Ce face-à-face est porteur de tous les risques. Les indices sont déjà là. Une répression féroce s’organise contre les manifestants. Un pas dangereux est franchi avec l’acte immoral perpétré par des policiers à l’intérieur d’un commissariat à Baraki. Déshabiller des femmes militantes dans un lieu où le citoyen est censé être en sécurité n’a pas d’autre sens sinon d’humilier, abaisser, avilir, salir.

Nous ne sommes plus dans la répression. L’intention est d’attenter à l’honneur et la dignité d’une femme, d’une famille, d’un peuple. Ce comportement nous replonge hélas dans la triste nuit coloniale.

La recherche du désordre n’est pas dans l’intérêt du pays. Dans l’esprit de tout Algérien, le système autoritaire est tombé. C’est là où se trouve précisément le moteur de la déferlante citoyenne et sa permanence. Les ruptures s’opèrent d’abord dans les esprits. Elles se traduisent par la suite en énergie sociale. Vouloir ressusciter le système sous une forme ou une autre, c’est prendre le risque de provoquer un choc collectif aux conséquences incommensurables.

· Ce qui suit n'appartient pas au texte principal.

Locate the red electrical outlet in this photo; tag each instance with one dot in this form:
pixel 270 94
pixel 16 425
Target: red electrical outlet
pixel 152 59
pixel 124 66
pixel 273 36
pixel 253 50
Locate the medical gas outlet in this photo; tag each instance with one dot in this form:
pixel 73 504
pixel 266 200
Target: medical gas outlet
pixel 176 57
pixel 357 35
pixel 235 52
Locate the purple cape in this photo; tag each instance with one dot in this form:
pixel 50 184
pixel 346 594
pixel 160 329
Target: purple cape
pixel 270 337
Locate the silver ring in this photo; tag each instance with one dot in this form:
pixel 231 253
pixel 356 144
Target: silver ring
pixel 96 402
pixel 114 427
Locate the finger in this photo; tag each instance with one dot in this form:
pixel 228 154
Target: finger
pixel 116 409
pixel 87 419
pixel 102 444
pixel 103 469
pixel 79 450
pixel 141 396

C’est également s’inscrire dans le sens contraire à la marche de l’Histoire. L’aspiration de l’homme à la liberté et au progrès est une donnée anthropologique irrépressible. Les hommes naissent libres et égaux. Et ils entendent l’être et le rester. Tous les systèmes philosophiques et politiques bâtis sur la négation de cette réalité finissent toujours par s’effondrer, même s’ils sont sans cesse réinventés. L’esclavagisme, le colonialisme, le fascisme, le stalinisme, le nazisme ou encore l’islamisme n’ont pas connu un grand destin.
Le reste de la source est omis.